Maryland Lawmakers Try Again to Close Down Sweepstakes Casinos
Summary
Maryland lawmakers have reintroduced twin bills (House Bill 295 and Senate Bill 112) aimed at banning interactive sweepstakes casinos that use dual-currency systems allowing players to convert digital credits into cash or prizes. Filed on 14 January at the governor’s request and driven by the Maryland Lottery and Gaming Control Agency, the proposals would make operating or advertising such platforms a criminal offence, with fines between $10,000 and $100,000 and possible prison terms of up to three years.
The bills also tighten licence rules: applicants and current licence holders must disclose financial, technological and commercial ties to sweepstakes-like gaming businesses, and regulators could deny or revoke licences where operators have links to unlicensed interactive gaming or high-risk jurisdictions. The move follows a growing national crackdown — including bans in California and New York and enforcement actions in Tennessee and Louisiana — and is likely to face pushback from industry groups who argue the wording may sweep up legitimate promotions.
Key Points
- Two matching bills (HB 295 and SB 112) were filed on 14 January to ban interactive sweepstakes casinos in Maryland.

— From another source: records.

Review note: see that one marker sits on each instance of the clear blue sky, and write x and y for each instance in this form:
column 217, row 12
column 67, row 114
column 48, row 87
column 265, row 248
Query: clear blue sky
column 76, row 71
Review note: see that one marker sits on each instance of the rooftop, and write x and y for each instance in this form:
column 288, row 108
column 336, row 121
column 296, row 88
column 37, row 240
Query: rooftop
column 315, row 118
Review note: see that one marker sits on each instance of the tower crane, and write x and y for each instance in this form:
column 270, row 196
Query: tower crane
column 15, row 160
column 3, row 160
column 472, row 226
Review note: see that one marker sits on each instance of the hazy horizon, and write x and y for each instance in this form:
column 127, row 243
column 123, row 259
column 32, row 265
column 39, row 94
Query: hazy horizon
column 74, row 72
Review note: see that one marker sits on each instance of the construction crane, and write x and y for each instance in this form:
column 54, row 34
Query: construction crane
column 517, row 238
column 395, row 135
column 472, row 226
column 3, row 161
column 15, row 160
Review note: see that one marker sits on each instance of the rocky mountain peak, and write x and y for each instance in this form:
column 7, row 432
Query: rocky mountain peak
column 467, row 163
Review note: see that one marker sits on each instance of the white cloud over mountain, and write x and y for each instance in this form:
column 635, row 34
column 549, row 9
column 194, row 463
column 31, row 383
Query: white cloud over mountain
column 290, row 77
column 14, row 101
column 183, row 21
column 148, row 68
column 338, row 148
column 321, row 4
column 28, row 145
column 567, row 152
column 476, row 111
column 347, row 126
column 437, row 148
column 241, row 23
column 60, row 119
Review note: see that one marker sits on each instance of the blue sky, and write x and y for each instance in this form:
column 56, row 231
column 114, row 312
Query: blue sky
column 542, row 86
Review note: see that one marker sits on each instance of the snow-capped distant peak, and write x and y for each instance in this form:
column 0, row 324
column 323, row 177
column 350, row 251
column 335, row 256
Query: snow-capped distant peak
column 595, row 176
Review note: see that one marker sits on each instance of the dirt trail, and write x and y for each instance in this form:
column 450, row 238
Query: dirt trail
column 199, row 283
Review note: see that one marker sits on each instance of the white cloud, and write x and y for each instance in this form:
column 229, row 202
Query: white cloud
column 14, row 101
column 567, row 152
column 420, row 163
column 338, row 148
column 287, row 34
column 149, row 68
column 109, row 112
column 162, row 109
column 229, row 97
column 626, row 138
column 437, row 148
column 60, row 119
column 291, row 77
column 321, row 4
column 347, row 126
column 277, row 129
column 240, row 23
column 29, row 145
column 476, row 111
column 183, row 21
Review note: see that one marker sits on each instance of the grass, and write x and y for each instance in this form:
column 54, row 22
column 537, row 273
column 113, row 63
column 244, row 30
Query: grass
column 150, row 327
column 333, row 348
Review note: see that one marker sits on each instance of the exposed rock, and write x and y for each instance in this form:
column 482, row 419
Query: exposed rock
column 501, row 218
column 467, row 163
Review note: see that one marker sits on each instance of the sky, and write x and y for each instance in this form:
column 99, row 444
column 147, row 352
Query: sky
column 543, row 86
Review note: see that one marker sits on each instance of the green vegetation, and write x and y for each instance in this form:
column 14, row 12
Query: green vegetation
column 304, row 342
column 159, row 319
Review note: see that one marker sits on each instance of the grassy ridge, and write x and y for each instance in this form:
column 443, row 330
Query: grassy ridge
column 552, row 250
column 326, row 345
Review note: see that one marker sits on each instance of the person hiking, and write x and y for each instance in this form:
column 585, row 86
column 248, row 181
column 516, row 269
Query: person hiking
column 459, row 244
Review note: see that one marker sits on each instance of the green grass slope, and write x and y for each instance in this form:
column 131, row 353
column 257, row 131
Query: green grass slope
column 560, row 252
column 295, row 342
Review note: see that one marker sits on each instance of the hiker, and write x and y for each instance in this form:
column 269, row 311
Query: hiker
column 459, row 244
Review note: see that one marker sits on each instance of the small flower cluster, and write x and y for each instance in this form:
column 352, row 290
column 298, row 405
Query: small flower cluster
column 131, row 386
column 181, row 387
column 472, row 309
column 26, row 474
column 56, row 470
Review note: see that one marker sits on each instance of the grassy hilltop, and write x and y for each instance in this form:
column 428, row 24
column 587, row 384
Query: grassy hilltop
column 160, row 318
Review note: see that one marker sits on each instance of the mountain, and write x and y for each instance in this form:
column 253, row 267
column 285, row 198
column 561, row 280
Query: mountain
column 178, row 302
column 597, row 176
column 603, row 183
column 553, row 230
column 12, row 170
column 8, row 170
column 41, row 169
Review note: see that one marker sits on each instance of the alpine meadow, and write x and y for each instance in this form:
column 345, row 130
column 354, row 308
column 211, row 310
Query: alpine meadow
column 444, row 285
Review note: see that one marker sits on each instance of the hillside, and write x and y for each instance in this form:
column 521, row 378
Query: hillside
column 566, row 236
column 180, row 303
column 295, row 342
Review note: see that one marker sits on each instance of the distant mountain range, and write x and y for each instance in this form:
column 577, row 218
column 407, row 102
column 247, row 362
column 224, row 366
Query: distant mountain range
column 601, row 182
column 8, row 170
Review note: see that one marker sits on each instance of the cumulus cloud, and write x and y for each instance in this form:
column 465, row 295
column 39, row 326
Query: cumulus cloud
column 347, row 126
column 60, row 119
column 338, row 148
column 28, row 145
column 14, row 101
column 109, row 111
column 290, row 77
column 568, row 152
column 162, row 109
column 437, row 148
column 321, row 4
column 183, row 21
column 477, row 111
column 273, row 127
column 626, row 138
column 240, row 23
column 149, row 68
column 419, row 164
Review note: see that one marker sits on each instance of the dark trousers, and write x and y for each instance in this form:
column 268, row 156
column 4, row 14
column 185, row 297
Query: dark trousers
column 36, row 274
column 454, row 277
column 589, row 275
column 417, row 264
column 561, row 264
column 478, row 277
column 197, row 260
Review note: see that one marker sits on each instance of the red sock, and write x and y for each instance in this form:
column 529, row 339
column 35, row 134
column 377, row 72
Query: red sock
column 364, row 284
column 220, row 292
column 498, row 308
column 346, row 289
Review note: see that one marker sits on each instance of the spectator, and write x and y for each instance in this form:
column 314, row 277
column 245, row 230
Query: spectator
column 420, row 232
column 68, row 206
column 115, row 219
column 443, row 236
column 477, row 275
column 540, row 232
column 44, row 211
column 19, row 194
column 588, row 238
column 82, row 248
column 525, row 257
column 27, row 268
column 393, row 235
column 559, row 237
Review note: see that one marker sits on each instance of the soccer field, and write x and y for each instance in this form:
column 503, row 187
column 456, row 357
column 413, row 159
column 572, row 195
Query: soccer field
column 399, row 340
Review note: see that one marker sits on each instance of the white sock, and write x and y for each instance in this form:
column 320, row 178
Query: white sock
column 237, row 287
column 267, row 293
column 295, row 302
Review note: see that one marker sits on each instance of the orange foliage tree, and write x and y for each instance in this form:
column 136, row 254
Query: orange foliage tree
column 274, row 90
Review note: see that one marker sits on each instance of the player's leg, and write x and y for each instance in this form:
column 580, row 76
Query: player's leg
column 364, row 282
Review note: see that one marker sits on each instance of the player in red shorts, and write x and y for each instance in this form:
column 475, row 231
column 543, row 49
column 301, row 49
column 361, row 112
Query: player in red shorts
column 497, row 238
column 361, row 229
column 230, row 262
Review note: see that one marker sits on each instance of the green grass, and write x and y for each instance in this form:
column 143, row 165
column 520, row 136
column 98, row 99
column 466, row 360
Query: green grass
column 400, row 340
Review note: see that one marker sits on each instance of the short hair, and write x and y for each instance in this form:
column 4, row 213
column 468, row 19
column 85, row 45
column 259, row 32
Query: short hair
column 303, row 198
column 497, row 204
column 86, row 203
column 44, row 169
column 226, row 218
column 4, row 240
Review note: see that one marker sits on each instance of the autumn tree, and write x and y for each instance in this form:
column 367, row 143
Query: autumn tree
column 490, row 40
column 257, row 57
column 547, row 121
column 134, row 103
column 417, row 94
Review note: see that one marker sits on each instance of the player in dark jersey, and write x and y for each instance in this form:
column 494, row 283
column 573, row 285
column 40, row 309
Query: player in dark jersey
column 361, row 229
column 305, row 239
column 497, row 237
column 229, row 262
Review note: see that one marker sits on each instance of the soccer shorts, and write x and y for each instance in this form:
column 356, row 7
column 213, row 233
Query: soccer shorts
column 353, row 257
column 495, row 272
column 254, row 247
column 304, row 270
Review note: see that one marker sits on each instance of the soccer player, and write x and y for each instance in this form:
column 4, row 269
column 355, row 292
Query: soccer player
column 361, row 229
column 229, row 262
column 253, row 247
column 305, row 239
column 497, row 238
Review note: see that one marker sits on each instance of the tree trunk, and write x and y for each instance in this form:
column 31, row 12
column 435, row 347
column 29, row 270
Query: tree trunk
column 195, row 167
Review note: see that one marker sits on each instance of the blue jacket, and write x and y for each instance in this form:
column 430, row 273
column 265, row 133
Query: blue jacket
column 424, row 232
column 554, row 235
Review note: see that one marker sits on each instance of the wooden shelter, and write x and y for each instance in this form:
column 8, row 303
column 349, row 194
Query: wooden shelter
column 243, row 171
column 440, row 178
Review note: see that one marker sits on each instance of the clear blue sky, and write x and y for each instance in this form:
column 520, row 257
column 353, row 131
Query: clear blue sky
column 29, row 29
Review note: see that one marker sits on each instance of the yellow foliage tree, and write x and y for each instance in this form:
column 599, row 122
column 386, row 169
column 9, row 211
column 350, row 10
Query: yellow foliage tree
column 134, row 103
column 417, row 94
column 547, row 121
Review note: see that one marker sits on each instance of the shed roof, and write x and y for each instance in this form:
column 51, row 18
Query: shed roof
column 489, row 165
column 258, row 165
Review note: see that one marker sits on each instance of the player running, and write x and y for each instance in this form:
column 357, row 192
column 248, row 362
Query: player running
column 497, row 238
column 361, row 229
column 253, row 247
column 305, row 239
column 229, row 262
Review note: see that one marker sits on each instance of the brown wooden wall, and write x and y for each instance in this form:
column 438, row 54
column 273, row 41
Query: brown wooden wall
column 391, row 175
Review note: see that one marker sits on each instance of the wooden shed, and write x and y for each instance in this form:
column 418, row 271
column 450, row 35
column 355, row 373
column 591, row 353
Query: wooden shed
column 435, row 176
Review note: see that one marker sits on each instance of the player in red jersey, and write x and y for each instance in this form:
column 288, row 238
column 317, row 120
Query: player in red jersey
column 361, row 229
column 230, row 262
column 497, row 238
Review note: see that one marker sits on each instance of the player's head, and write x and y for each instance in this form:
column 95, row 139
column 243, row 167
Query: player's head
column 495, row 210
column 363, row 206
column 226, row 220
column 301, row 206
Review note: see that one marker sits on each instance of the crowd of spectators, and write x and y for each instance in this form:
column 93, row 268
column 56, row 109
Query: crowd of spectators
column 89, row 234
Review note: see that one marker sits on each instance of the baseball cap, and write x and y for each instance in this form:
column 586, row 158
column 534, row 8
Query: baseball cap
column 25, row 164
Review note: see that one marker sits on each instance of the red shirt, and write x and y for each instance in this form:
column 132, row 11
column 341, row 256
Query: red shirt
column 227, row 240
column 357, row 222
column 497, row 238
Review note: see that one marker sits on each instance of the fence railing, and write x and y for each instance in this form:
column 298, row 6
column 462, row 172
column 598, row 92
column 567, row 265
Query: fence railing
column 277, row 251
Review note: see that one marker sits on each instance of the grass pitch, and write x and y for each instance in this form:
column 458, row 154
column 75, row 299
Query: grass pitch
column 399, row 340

- The proposals would criminalise offering or advertising such platforms, with fines of $10,000–$100,000 and up to three years’ imprisonment.
- Stricter licence conditions require disclosure of any financial, technical or business ties to sweepstakes-like operators; regulators can deny or cancel licences for risky links.
- Maryland’s effort is part of a wider US trend — recent bans or strong enforcement in states such as California, New York, Tennessee and Louisiana.
- The industry is expected to push back, warning that broad wording could affect legitimate promotional activity and urging regulation rather than an outright ban.
Context and relevance
This is a significant development for the gambling and marketing sectors: it signals that state regulators are increasingly unwilling to tolerate gray‑market dual‑currency sweepstakes models. Operators, affiliates and marketers with Maryland exposure should review business links, disclosures and promotional copy immediately. For policymakers and consumer protection advocates, the bills represent a hardening stance that mirrors multi‑state legal action and could influence other jurisdictions weighing similar measures.
Why should I read this?
If you work in gaming, marketing, compliance or run ads that touch US audiences — this matters. It’s not just another bill: fines, jail time and tougher licence checks could upend business models and force fast changes to how sweepstakes and social‑casino products are run or promoted. We’ve boiled the essentials down so you don’t have to wade through the legalese.